Marginalizing Key Tax Incentives Could Hurt Housing Market: Realtors

WASHINGTON — The National Association of Realtors is warning House Republicans leaders that their tax reform plan would marginalize two long-standing tax incentives for owning a home, which could hurt the housing market.

The "decimation of the mortgage interest deduction and real property tax deductions would very likely cause a significant plunge in the value of all houses," NAR President William Brown wrote in a letter sent Dec. 16. "At a time when the housing sector has not fully recovered from the thrashing it took during the Great Recession, this drop, even if temporary, could be calamitous."

The House Republican Tax Reform Blueprint, unveiled June 24, doesn't repeal the federal mortgage interest deduction outright. But since the standard deduction would be doubled, most people would no longer receive a tax benefit for their mortgage.

The GOP plan does call for a repeal of the deduction for state and local taxes, however.

That is causing concerns to the housing lobby because they view these deductions as incentives that draw homebuyers, particularly first-timers, to the closing table.
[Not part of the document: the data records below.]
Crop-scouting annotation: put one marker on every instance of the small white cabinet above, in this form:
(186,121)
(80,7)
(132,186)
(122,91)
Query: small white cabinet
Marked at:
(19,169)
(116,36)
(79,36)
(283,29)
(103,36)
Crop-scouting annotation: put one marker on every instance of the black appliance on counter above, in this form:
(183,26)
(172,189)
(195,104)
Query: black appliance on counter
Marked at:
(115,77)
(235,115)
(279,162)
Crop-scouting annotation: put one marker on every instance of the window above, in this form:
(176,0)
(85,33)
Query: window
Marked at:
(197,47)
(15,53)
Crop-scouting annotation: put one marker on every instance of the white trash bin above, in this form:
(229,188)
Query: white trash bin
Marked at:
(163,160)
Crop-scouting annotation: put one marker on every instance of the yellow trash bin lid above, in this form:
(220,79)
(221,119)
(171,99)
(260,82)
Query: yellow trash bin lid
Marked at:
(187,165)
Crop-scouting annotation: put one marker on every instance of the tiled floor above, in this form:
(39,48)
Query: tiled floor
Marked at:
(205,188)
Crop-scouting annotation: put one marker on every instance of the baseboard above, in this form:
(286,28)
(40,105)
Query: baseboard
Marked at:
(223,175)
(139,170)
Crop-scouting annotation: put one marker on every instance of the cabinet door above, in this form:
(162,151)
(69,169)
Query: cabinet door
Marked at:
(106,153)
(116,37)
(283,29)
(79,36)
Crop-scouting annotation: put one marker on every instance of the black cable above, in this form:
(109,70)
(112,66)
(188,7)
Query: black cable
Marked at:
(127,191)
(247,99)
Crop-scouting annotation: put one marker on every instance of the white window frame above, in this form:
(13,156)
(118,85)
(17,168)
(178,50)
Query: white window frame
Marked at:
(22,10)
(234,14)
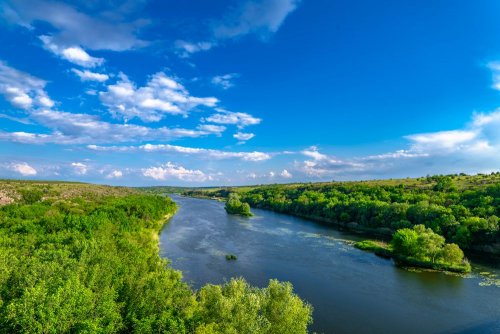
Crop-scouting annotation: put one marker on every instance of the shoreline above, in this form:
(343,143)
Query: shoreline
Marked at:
(384,233)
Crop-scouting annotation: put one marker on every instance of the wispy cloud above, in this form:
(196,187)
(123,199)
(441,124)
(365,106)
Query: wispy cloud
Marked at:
(243,137)
(23,90)
(239,119)
(74,54)
(79,168)
(113,28)
(71,128)
(185,49)
(162,95)
(173,171)
(200,152)
(87,75)
(24,169)
(224,81)
(476,147)
(261,17)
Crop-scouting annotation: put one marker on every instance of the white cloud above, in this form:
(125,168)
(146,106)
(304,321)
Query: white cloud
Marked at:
(286,174)
(447,140)
(79,168)
(115,174)
(243,136)
(475,148)
(24,169)
(202,152)
(87,75)
(173,171)
(224,81)
(185,49)
(239,119)
(261,17)
(313,152)
(162,95)
(110,27)
(73,54)
(68,128)
(23,90)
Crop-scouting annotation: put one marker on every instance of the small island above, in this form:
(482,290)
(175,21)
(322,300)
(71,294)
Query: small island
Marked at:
(420,247)
(235,206)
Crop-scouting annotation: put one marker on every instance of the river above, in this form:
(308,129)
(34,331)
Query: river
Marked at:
(352,291)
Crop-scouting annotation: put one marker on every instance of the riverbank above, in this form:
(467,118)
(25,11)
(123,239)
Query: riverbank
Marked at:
(343,284)
(385,250)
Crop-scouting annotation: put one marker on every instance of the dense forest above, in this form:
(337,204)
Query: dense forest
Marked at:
(463,209)
(83,258)
(234,206)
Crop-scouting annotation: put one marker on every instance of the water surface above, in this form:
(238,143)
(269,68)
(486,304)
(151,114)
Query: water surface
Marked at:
(351,291)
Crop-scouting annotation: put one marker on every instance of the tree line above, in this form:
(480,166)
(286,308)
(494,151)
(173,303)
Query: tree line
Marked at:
(465,210)
(90,264)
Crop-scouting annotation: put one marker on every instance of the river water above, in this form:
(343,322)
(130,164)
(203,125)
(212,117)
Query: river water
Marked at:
(352,291)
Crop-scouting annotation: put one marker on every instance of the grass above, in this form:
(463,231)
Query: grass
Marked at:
(378,247)
(384,249)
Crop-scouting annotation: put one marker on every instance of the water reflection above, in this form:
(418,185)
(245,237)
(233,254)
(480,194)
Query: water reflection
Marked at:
(352,291)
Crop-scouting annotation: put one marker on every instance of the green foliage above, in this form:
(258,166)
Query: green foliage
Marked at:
(234,206)
(421,245)
(31,195)
(377,247)
(89,263)
(462,209)
(238,308)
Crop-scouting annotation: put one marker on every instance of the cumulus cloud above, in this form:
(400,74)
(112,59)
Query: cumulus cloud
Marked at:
(224,81)
(239,119)
(476,147)
(87,75)
(173,171)
(74,54)
(258,17)
(115,174)
(261,17)
(110,27)
(184,49)
(162,95)
(23,90)
(69,128)
(201,152)
(79,168)
(286,174)
(24,169)
(243,137)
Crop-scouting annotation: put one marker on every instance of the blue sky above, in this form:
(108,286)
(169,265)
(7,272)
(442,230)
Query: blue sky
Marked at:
(248,92)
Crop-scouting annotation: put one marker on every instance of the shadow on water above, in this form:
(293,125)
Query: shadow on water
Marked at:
(352,291)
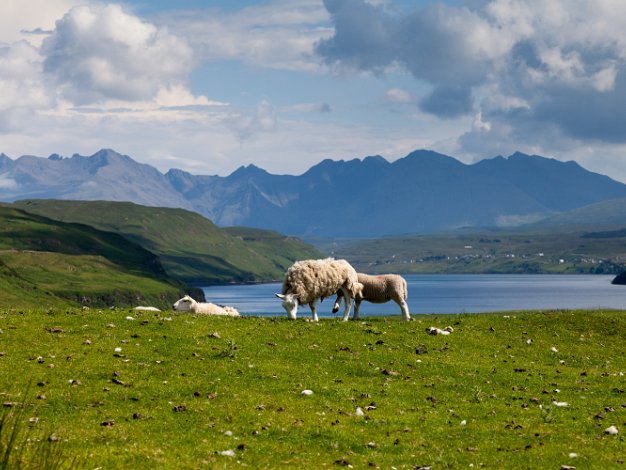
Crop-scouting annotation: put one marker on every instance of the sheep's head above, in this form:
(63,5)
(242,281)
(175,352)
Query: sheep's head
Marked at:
(290,304)
(184,304)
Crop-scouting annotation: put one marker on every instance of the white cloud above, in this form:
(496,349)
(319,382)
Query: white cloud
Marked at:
(398,95)
(101,53)
(7,183)
(19,17)
(279,34)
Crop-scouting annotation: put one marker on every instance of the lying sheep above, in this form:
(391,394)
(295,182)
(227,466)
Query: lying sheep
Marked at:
(142,308)
(187,304)
(309,280)
(438,331)
(378,290)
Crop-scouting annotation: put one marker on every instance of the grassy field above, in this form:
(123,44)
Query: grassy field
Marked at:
(190,246)
(116,389)
(46,262)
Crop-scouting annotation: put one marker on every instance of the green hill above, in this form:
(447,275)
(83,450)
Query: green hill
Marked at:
(190,247)
(548,250)
(44,262)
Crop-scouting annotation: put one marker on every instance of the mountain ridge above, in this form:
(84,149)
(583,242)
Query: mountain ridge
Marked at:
(423,192)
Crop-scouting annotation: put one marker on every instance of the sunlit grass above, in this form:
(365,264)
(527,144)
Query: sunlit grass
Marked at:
(122,389)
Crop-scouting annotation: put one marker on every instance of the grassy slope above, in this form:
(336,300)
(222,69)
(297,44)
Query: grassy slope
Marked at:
(496,251)
(190,246)
(177,394)
(43,261)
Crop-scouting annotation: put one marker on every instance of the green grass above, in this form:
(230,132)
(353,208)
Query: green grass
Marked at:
(183,389)
(44,262)
(190,247)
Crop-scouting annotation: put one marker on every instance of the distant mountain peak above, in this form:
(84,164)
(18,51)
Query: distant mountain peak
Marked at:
(423,192)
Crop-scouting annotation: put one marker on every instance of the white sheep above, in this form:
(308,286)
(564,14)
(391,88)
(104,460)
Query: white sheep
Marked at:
(143,308)
(187,304)
(378,290)
(309,280)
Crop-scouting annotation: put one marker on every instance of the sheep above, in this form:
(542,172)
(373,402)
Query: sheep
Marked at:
(309,280)
(187,304)
(146,309)
(378,290)
(438,331)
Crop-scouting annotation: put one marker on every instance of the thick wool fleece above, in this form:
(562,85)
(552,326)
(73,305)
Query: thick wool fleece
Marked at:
(313,279)
(383,288)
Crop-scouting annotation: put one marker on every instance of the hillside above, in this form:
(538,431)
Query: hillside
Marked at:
(47,262)
(423,192)
(190,247)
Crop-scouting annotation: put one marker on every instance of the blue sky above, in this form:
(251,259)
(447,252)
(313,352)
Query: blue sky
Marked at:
(207,86)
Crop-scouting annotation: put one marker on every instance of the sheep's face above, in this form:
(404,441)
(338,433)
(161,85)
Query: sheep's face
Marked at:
(184,304)
(290,304)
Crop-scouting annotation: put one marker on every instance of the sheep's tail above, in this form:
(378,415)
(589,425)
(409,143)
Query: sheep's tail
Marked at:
(356,289)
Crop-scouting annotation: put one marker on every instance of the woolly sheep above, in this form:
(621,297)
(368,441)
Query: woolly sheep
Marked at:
(309,280)
(187,304)
(146,309)
(378,290)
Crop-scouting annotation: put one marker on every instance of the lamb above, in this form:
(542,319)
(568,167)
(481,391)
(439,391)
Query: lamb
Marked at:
(309,280)
(187,304)
(378,290)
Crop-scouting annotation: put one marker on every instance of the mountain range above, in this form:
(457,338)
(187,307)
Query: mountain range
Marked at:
(423,192)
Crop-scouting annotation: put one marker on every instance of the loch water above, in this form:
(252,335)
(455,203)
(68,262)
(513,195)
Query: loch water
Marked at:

This would "cripple the incentives for owning a home for all but the most affluent taxpayers," the Realtor group warns. If the plan is approved by Congress, "millions of homeowners could again wake up to learn that the value of their largest financial asset has dived below the amount of debt that is owed on it."

Republican leaders are expected to make tax reform a priority next year.

The deductions for mortgage interest and property taxes have been a "feature of our tax system for over a century," the Realtor group's letter says. "Suddenly removing them could jar the economy and have many unintended financial and societal consequences."